History has a way of settling old scores, however. Despite his many undeniable diplomatic and military achievements and his attempt to perpetuate his fame beyond his death, which included the construction of a vast monastery in Florence where he was buried, Niccolò Acciaiuoli never achieved the lasting fame he desired. Instead, the immortality of universal recognition would be reserved for the impoverished, slighted author of The Decameron, whose haunting imagery and brilliant evocation of an era produced a masterpiece that would remain in print for nearly seven centuries.
In the months succeeding Louis of Taranto’s death, Joanna’s principal concern was not with art and culture but with matrimony. Remaining
single was not an option for the queen of so desirable a kingdom as Naples, and Joanna needed an heir. The animosity and ambition of her late husband’s brothers threatened her rule internally. External forces, like maintaining her hard-won sovereignty over Sicily and the necessity of keeping the kingdom’s boundaries secure from the brutality of the free companies, demanded that she move quickly to take a husband who could command an army. Joanna was at no loss for suitors; on the contrary, she was so beset by offers that her main difficulty was in fending off potential candidates as diplomatically as possible. King John of France, seeing such a prize as the throne of Naples suddenly become available, sent a series of ambassadors to Naples in August, including the bishop of Nevers and the French royal secretary, to coax Joanna into marrying his youngest son, Philip, just twenty years old. The Visconti family of Milan was no less eager to add southern Italy to the roster of their possessions.

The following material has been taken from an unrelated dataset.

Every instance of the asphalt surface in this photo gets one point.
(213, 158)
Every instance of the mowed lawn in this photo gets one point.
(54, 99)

The queen’s refusal of Ghibelline Milan was supported by the papacy, but the French proposal had church backing and had to be treated with delicacy. Joanna did not want such a young husband, and she worried that France might try to absorb Naples, which above all she wished to remain an independent monarchy. In a letter to the pope she emphasized the kingdom’s need of obtaining someone capable of “governing wisely and of defending the kingdom in a manly fashion.” To put John off, she wrote thanking him for the great honor he thought of bestowing on her, but regretfully declined Philip’s proposal on the grounds that matrimony between blood relations inhibited conception. Her union with the son of Catherine of Valois had already left her kingdom devoid of heirs, a vacuum the queen blamed for the realm’s many misfortunes, including “the conflicting wishes of the nobles and of the people, seditions, invasions, pathetic mutilations imposed to certain people, innumerable ransoms and countless tragedies and other evils too great to recount.” Just to make sure there was no confusion about her position on this matter, Joanna also informed John’s ambassadors that she had taken an oath to retire to a nunnery rather than perpetuate the misery of her infertility by wedding another member of the house of Valois.